An open letter to my boyfriend's ex girlfriend [draft]

Hey there,

We know each other, but we have never spoken a word to each other. I'm sure the only things you know about me are the assumptions you have made from mine and my boyfriend's Facebook and Instagram accounts. I'm also sure that you hate me: a sentiment that I assure you has been mutual for a long time since then. The only moments that we have ever come in contact I undoubtedly contribute to God testing my self-control in the middle of an event. Or t'was just me?

I understand; I really do. Your boyfriend broke your heart. You were hurt, but you couldn't help thinking you would get back together. You left your job abroad. You spent a lot of money for calling him in the middle of the night but he didn't answer. I've been there. Then some girl came along and ruined that. Naturally you were even more hurt that he had moved on when you had no intention to. You made your efforts to keep yourself in his life. You texted him, posted about missing him, and reposted quotes about being in a hard place. It was your last stitch effort. And it all has gone unnoticed.

You haven't seen him since then, I believe. You asked him for a date, even just for an hour. I know you want him back. I know your intentions. Looking back, I should have let him meet you at least for a minute or two. I should have done the right thing because I know the feeling of being left behind. Gone by the wind, as they say, the memories are now. I trust him.

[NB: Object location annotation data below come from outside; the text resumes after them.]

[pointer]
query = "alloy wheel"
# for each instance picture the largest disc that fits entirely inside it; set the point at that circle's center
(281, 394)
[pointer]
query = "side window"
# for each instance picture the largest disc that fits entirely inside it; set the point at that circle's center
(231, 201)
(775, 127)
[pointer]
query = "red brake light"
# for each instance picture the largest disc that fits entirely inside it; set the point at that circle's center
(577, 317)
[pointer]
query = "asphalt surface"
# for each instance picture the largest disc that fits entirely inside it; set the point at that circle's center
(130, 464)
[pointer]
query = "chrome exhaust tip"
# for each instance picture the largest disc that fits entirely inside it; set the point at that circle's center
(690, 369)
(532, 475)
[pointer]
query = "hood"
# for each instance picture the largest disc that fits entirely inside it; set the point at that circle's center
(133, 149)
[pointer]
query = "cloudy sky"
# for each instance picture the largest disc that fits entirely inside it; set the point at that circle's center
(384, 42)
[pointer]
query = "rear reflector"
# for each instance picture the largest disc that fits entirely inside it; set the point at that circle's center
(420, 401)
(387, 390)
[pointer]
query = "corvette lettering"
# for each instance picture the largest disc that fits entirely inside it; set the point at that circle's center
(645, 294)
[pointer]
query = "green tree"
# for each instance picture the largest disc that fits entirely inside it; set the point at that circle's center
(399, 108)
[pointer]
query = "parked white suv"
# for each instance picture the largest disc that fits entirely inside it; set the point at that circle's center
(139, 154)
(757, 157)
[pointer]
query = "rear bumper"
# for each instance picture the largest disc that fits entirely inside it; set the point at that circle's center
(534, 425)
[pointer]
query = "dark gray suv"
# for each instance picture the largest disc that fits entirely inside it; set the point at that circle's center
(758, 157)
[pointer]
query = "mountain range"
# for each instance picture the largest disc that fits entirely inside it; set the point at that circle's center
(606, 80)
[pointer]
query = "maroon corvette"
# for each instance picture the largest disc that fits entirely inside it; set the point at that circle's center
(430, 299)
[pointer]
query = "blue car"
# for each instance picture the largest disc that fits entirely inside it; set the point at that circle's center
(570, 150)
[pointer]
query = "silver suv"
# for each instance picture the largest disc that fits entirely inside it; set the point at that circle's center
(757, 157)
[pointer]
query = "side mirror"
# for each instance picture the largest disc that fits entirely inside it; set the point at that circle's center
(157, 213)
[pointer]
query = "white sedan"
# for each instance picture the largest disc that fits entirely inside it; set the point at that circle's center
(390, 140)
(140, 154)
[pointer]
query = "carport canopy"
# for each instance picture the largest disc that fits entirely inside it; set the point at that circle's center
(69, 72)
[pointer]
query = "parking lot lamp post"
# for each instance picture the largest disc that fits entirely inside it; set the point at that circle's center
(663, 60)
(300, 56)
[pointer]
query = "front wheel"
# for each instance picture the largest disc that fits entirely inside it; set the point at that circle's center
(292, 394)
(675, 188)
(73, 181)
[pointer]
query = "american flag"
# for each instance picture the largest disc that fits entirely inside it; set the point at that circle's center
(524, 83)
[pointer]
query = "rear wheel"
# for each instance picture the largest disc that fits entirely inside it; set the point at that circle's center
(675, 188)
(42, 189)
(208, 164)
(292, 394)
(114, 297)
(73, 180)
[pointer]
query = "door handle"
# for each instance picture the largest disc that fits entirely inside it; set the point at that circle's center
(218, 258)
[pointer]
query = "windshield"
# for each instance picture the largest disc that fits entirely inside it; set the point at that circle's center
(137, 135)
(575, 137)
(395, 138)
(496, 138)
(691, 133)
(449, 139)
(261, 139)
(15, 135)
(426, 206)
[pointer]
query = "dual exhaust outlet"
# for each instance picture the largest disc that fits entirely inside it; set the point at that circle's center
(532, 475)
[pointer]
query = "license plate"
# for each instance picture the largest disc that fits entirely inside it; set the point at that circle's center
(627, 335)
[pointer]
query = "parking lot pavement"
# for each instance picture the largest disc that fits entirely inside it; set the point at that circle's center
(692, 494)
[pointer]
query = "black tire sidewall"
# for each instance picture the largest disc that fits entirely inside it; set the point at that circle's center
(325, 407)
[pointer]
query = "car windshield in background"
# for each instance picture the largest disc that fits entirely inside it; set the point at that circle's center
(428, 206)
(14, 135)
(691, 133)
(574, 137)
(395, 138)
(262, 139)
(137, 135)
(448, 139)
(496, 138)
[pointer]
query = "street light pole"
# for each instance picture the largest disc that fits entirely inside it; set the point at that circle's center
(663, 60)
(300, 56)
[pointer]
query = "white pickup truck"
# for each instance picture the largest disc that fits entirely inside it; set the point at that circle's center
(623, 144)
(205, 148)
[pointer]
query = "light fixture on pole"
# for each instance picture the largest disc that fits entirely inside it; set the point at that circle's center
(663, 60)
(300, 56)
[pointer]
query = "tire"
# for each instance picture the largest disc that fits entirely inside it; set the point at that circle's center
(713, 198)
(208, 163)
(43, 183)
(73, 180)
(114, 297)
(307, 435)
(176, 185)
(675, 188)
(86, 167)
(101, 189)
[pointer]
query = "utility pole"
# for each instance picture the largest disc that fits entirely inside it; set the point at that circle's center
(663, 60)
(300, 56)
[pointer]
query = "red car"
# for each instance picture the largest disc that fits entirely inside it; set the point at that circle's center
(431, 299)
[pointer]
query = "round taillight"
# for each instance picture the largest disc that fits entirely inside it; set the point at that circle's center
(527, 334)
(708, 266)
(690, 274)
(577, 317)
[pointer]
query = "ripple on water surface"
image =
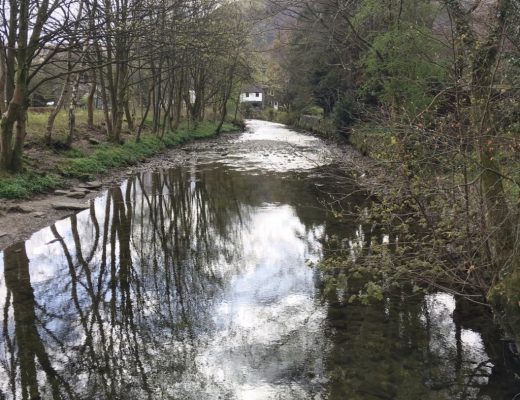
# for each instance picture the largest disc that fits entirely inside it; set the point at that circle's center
(197, 283)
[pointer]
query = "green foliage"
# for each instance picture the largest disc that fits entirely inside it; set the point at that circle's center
(110, 156)
(25, 185)
(405, 78)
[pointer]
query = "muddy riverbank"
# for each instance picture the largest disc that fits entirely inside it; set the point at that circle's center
(20, 218)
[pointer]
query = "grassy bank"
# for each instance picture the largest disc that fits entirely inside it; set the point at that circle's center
(86, 162)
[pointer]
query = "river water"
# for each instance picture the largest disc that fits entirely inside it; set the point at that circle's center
(200, 282)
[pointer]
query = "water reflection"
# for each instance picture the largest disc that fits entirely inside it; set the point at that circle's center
(194, 283)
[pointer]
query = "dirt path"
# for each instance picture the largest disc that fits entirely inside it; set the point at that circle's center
(19, 219)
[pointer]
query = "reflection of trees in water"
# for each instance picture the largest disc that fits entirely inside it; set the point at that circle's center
(134, 279)
(27, 341)
(410, 345)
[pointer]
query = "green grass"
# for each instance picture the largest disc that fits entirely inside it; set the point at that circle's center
(110, 156)
(77, 164)
(24, 185)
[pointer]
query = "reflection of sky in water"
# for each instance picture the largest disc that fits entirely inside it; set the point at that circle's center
(260, 334)
(277, 148)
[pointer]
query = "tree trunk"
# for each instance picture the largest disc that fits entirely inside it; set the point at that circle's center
(90, 101)
(59, 104)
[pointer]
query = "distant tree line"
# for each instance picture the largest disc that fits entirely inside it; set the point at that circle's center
(161, 56)
(432, 88)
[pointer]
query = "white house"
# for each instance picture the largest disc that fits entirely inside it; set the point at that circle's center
(253, 95)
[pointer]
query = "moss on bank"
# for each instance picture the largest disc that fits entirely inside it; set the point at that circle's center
(76, 164)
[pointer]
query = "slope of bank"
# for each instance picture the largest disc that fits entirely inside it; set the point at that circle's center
(59, 181)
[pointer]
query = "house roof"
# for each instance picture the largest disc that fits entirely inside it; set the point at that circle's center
(253, 89)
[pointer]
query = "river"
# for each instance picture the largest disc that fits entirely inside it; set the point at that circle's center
(201, 282)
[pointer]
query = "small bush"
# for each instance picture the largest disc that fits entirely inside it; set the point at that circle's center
(23, 186)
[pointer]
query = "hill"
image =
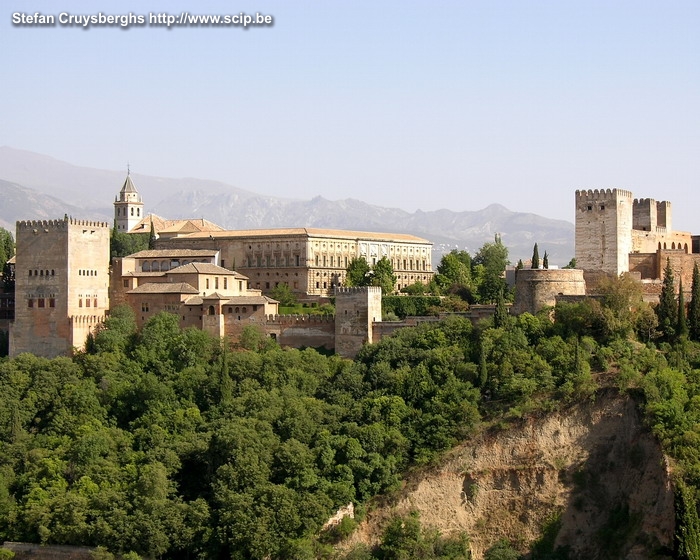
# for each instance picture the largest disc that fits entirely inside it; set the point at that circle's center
(42, 184)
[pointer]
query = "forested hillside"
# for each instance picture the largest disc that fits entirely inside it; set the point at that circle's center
(169, 444)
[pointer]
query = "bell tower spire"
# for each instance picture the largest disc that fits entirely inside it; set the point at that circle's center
(128, 206)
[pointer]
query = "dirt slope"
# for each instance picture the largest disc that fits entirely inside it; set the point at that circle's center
(593, 465)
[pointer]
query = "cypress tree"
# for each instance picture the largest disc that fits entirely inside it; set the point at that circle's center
(682, 325)
(535, 257)
(500, 316)
(694, 311)
(667, 309)
(152, 237)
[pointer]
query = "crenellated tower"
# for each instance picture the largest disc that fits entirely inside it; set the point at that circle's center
(61, 284)
(604, 222)
(128, 206)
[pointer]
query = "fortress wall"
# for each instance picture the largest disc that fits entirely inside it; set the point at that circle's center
(538, 288)
(604, 220)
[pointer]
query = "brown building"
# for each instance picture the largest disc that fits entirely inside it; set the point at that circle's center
(311, 261)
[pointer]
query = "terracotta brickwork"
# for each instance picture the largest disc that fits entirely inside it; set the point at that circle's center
(61, 284)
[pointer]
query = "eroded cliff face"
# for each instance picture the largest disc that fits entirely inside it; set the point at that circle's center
(592, 466)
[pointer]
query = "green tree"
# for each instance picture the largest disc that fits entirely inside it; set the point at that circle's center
(122, 244)
(682, 324)
(491, 260)
(7, 247)
(283, 293)
(152, 238)
(667, 310)
(383, 276)
(535, 257)
(358, 272)
(694, 310)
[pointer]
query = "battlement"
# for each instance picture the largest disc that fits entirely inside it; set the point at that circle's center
(603, 194)
(300, 319)
(357, 290)
(61, 224)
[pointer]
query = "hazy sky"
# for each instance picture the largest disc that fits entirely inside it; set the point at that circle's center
(409, 104)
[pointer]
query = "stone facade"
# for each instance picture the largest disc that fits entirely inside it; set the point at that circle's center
(616, 234)
(128, 207)
(538, 288)
(61, 284)
(356, 310)
(312, 262)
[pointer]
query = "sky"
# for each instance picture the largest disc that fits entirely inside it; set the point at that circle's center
(408, 104)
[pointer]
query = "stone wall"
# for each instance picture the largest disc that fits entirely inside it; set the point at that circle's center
(538, 288)
(61, 284)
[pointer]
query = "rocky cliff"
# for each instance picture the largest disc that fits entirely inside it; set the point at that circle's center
(591, 475)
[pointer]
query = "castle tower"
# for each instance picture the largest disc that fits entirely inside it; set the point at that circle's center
(128, 206)
(61, 285)
(355, 311)
(604, 221)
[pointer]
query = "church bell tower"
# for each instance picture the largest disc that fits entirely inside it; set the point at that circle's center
(128, 206)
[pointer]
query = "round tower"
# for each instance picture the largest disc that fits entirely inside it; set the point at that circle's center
(128, 206)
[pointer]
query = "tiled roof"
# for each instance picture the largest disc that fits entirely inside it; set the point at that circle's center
(128, 186)
(202, 268)
(165, 288)
(310, 232)
(173, 253)
(161, 225)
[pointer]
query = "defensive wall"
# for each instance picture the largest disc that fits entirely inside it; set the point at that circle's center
(538, 288)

Now it's time to hear my side. I had been hurt and heartbroken in the last year. I was loving life, content with being single. Played around a bit, had fun after that guy broke me. Then he came along. We became best friends. He was handsome, charming, and understood my sense of humor. We could watch Lord of The Rings and lengthy movies for hours and share our mutual love for food. Plan our trips together may it be just Downtown or outside the polluted City. Soon, we started dating. It was then that he told me about you. He told me the wrong that he did, and the trouble you had dealing with the situation. I felt bad for you. You did nothing wrong; It just wasn't meant to be. 

Then something changed. I was soon the subject of your Facebook posts. Your friends attempted to follow me in order to see what I posted. You were hurtful and bitter. You're a monster in my vision, and I'm right about everything I thought of you; you're vengeful, you're full of hate, you're full of YOUR SELF. You took a situation that I had no part in and blamed me for it. It was not my fault that he broke your heart. It was not out of malice that I started dating him later. I didn't even know you. But that did not stop you or your friends from posting hurtful things about me. That's when I started seeing you for who you really were. You were mean. You were bitter. You turned an innocent girl into an enemy. 

For months you bothered me. Sure, I had the boy and the relationship in which I was perfectly happy. In my head, that wasn't all that I wanted. I saw you as a threat, which was silly.  I wanted to solidify that I was prettier, happier, and more well-liked. My boyfriend assured me many times that I had nothing to worry about, but I never listened. I couldn't find it in my heart to let go of the pain and anger you made me feel. You made me feel insecure about my self. Not because of who you are and what you have, but because you keep on sticking words right next to my name. shaming my whole existence.

You, of all people, wanted revenge against me. What did I do wrong? Have I hurt you in any way? Why is it my fault? I have so many questions in my head that your existence almost made me go crazy. And in one snap, I realized, I did nothing. I made a person feel loved, important and most of all, took care of a shattered plate. You ruined him and I'm trying my best to build him up again. I may not be like you: A degree holder, who earns money. I still ask my parents for money at times, that's true. At least I have something that he has been mourning for since he answered your irritable consistency of wanting to be in a relationship with him. Is that what made you insecure? That he confessed to me first? That he loves me more than you loved him? That we get to talk a lot about everything and you don't? Was it, maybe, because I have it better than you did? Did it make you feel better? Congratulations.

I'm writing you to tell you that it's over. I am freeing myself of the hate that has filled my heart. I am done worrying how you compare to me. I have an amazing life. I get to spend it with my best friends, who constantly reminds me that I am enough. I have great friends. I have a group of people whom I suffer with everyday just to perform on stage. I'm known because of my talent, my will.  I am freeing myself from the chains of comparison and pain. My only regret is holding on to the animosity I felt towards you for so long. I'm done caring if you insult me on SNS or publicly share your longing thoughts about my boyfriend. I won't even care anymore if you try to show everyone in the internet your melons. Stop being a prisoner of 'likes' and 'comments'. I know how big of a famewhore you are. You can't even leave your old account because "it has more likers" than your private-ish one. I know.  

So this is farewell.

You'll eventually find love, and I'm excited for that.. I'm ready for the day and the person who gets him off your mind. I hope that one day you'll look back on this situation and regret how you've acted.